# Preparation

**Picking a scraper package**

There are a variety of python packages that are designed to scrape social media posts. Some examples (ranked by number of stars):

- [Ultimate Facebook Scraper](https://github.com/harismuneer/Ultimate-Facebook-Scraper) 2.6k stars. Last activity Jul 2023. "Scrapes almost everything about a Facebook user's profile". Uses Selenium. Requires $119 payment.
- [Unofficial APIs](https://github.com/Rolstenhouse/unofficial-apis) 2.5k stars. Last activity Jan 2023. List of unofficial APIs for various services, none for Facebook for now, but might be worth to check in the future.
- [facebook-page-post-scraper](https://github.com/minimaxir/facebook-page-post-scraper) 2.1k stars. Last activity Dec 2017. Archived and read-only. 
- [facebook-scraper](https://github.com/kevinzg/facebook-scraper) 1.9k stars. Last activity Nov 2023. "Scrape Facebook public pages without an API key."
- [facebook-post-scraper](https://github.com/brutalsavage/facebook-post-scraper) 282 stars. Last activity Sep 2020. "Scrape Facebook Public Posts without using Facebook API."
- [major-scrapy-spiders](https://github.com/talhashraf/major-scrapy-spiders) 272 stars. Last activity Jul 2017. Has a profile spider for Scrapy.
- [facebook-scraper-selenium](https://github.com/apurvmishra99/facebook-scraper-selenium) 179 stars. Last activity Jun 2020. "Scrape posts from any group or user into a .csv file without needing to register for any API access".
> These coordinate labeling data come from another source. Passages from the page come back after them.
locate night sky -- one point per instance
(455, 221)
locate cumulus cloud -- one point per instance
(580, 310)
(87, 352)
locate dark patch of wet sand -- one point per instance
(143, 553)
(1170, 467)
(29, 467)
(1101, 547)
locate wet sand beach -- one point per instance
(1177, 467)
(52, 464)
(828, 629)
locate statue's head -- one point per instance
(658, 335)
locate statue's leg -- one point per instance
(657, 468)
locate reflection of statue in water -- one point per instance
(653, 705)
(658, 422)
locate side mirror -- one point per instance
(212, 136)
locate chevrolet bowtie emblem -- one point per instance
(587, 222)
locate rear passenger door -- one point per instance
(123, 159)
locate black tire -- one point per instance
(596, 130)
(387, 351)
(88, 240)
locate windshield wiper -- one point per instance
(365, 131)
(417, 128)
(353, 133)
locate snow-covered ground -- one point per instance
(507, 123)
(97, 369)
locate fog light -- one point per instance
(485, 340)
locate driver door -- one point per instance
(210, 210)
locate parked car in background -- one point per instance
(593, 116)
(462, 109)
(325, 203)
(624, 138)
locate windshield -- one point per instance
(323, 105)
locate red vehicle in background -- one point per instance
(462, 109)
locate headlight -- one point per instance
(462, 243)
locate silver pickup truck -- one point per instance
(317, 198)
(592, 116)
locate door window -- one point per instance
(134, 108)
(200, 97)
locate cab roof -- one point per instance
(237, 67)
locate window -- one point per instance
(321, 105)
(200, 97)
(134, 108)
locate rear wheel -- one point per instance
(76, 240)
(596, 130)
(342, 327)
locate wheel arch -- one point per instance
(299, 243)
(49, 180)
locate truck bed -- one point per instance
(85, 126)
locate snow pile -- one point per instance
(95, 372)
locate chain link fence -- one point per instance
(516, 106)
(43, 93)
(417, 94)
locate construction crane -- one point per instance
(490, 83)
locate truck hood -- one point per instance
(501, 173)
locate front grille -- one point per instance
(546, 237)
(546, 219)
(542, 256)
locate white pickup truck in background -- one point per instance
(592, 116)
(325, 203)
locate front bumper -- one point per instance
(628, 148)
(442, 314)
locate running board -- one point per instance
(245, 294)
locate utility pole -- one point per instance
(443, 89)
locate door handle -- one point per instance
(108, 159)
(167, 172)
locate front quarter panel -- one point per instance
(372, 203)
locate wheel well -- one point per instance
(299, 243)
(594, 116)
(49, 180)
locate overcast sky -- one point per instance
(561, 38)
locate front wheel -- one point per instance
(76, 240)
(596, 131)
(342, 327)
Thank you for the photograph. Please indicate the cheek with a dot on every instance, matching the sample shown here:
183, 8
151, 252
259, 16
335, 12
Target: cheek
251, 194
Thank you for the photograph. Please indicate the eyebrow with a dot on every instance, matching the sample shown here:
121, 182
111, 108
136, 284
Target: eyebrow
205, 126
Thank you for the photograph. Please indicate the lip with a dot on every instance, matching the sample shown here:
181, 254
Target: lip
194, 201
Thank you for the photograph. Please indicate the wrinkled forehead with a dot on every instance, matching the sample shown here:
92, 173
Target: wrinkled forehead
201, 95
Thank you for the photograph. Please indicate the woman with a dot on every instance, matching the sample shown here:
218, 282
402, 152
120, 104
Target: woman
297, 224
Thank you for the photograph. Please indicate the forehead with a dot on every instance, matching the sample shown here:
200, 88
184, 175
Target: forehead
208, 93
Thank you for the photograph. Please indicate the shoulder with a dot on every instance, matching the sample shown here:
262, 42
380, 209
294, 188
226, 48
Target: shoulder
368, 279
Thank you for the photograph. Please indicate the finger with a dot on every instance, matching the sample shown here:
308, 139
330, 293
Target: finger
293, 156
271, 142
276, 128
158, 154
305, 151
Based on this list, it seems that the highest starred option that isn't paid, is available for Facebook, and isn't archived is `facebook-scraper`. So that is what we will use. 


To use the `facebook-scraper` package, we need cookies to bypass the login page. Export Facebook.com cookies using extension such as [Edit This Cookie](https://www.editthiscookie.com/). Save as txt file. 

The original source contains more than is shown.